Aside from training on GAP, farmers, including agriculture students, will be trained on postharvest handling and processing, and entrepreneurship and BSU considers BAPTC as one of the venues to enhance its Research and Development services by providing technical assistance to farmers, traders, and consumers.

BAPTC also has 10 cold storage rooms capable of storing 28 tons of goods to extend the shelf life of the perishable semi-temperate vegetables. This will save farmers huge possible losses in times when they are not able to immediately transport their crops to the markets.

Balanza said that while close to 90 farmer organizations with more than 20,000 members have already signified their support for the full operation of BAPTC, there remains the need to convince other stakeholders to move from the old trading post to BAPTC. She acknowledged the need for a continuing information education campaign on the value of the BAPTC and why farmers and traders need it very soon to cope up with ASEAN integration.

“In fact, BAPTC is the product of numerous request in the past for an extension of the old trading post. That’s why the BAPTC was envisioned not only as a trading center but also as a training and processing facility to empower the farmers, the traders and other stakeholders in the agriculture sector,” Balanza added.

Some, if not most of the traders, at the old trading post have standing debts to the so-called disposers. To address the problem of seasonal indebtedness, the DA through its Agriculture Credit Policy Council has also set up a booth at the old trading post in a bid to assist and provide farmers avail of loans.

One of the reasons why many farmers and traders are hesitant to transfer to BAPTC is that many of them are dependent on disposers, who act as middlemen and also provide farmers with loans. But previous BAPTC officials said the dependence of farmers and traders on disposers will be lessened, as programs for farmers on finances as well as personal loans will be facilitated once they become active members in the BAPTC.

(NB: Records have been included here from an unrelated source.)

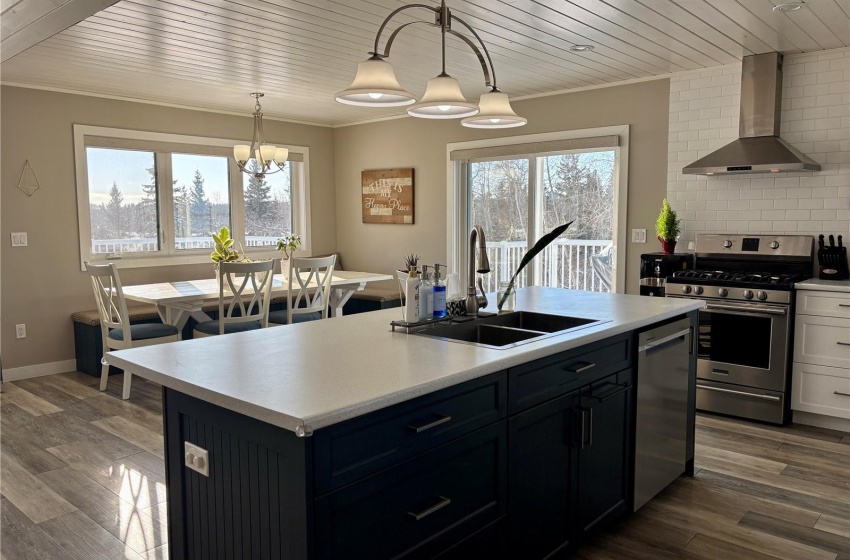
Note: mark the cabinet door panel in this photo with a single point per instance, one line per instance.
(603, 473)
(540, 477)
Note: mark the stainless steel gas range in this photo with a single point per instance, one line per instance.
(745, 330)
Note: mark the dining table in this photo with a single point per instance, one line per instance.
(177, 301)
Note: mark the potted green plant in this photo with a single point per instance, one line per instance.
(667, 228)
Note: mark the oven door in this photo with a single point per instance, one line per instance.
(743, 344)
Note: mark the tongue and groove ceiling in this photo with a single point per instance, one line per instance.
(211, 54)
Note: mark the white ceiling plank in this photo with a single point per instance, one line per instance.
(717, 18)
(695, 25)
(659, 30)
(47, 24)
(209, 54)
(802, 27)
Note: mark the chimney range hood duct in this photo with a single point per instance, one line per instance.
(758, 148)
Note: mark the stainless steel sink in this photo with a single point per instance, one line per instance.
(507, 330)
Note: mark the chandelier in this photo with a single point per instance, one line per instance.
(375, 84)
(267, 159)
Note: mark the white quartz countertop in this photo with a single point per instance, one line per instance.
(310, 375)
(824, 285)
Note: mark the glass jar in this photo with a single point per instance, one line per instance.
(510, 300)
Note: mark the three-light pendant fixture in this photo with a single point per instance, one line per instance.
(375, 84)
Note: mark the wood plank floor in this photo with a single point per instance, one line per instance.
(83, 478)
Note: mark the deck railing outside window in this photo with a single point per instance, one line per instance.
(567, 263)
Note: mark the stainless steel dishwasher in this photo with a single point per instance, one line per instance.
(662, 408)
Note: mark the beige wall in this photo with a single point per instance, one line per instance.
(42, 284)
(421, 144)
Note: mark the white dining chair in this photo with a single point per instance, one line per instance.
(115, 327)
(244, 293)
(309, 283)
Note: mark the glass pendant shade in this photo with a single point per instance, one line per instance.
(494, 112)
(241, 152)
(375, 85)
(443, 100)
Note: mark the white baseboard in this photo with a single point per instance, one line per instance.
(38, 370)
(821, 421)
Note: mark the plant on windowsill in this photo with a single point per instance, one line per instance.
(667, 228)
(541, 244)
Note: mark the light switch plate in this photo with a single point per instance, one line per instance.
(196, 458)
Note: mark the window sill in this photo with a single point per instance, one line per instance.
(202, 257)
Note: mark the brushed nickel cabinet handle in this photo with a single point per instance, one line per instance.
(586, 366)
(436, 507)
(429, 425)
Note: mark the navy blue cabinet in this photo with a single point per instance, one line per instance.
(520, 464)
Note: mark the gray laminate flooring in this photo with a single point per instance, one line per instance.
(83, 478)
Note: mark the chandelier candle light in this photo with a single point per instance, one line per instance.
(269, 159)
(375, 84)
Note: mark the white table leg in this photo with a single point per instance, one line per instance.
(341, 294)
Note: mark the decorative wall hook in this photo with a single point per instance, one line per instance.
(28, 182)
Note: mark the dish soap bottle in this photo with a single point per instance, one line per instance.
(426, 295)
(411, 304)
(439, 294)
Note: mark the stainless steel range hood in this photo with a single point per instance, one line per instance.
(758, 148)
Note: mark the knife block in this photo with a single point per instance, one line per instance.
(832, 263)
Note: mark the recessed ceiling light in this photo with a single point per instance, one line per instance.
(789, 7)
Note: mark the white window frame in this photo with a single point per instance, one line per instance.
(168, 255)
(457, 212)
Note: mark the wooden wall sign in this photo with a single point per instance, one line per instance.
(387, 196)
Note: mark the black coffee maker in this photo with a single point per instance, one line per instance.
(656, 267)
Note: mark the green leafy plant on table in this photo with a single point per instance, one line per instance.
(527, 258)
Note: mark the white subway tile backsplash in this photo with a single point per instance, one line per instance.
(704, 113)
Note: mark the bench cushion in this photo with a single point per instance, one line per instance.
(211, 327)
(145, 332)
(279, 317)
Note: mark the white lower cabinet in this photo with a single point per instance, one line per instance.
(821, 370)
(821, 390)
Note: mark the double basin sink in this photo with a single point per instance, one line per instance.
(508, 329)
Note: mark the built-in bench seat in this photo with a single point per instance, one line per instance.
(88, 345)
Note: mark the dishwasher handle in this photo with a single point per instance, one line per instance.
(655, 345)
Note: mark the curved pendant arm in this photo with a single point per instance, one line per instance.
(477, 52)
(387, 20)
(483, 47)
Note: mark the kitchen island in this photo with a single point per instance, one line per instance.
(343, 439)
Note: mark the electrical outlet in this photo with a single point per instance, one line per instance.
(196, 458)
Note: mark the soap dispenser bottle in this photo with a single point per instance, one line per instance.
(426, 295)
(439, 290)
(411, 304)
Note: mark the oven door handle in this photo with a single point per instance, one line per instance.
(746, 310)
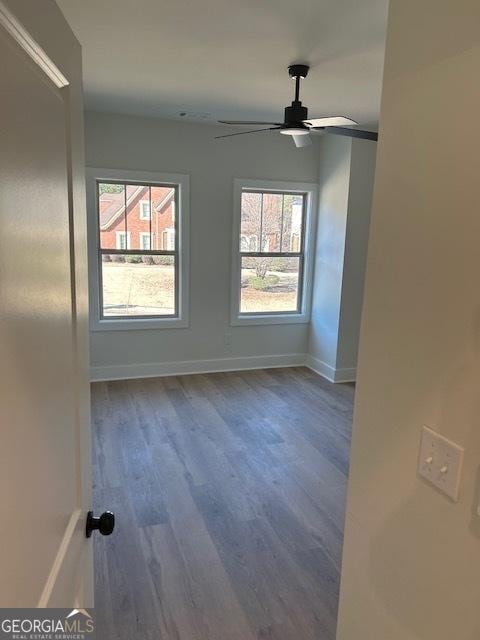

Huge investments in infrastructure

to propel vegetable industry

While the requests for more tramlines and irrigation and other government interventions are to be carried out by the Duterte administration, Benguet farmers will soon enjoy faster and easier transport of products from their farms to the markets as more than P14B for infrastructure has been allocated for the province from 2011 to 2017.

“With these huge allocations on roads, bridges and infrastructure, we are confident that farmers in Benguet will be able to compete in terms of faster delivery of their products as travel time from their farms to the market will be greatly reduced. Likewise, better roads and infrastructures will further enhance economic activities in vegetable producing towns of our province,” said Cosalan.

The fulfillment of these promises remains to be seen and it is the ardent hope of farmers that the national government will make good on these declarations to further improve production, cut postharvest expenses, make access to capital or loans easy, and have safety nets against smuggling.A series of trainings will certainly help farmers level up in their farming methods.

The fate and future of the close to 350,000 vegetable farmers in the country’s Salad Bowl capital and the other millions of Filipino farmers are now in the hands of the Duterte administration.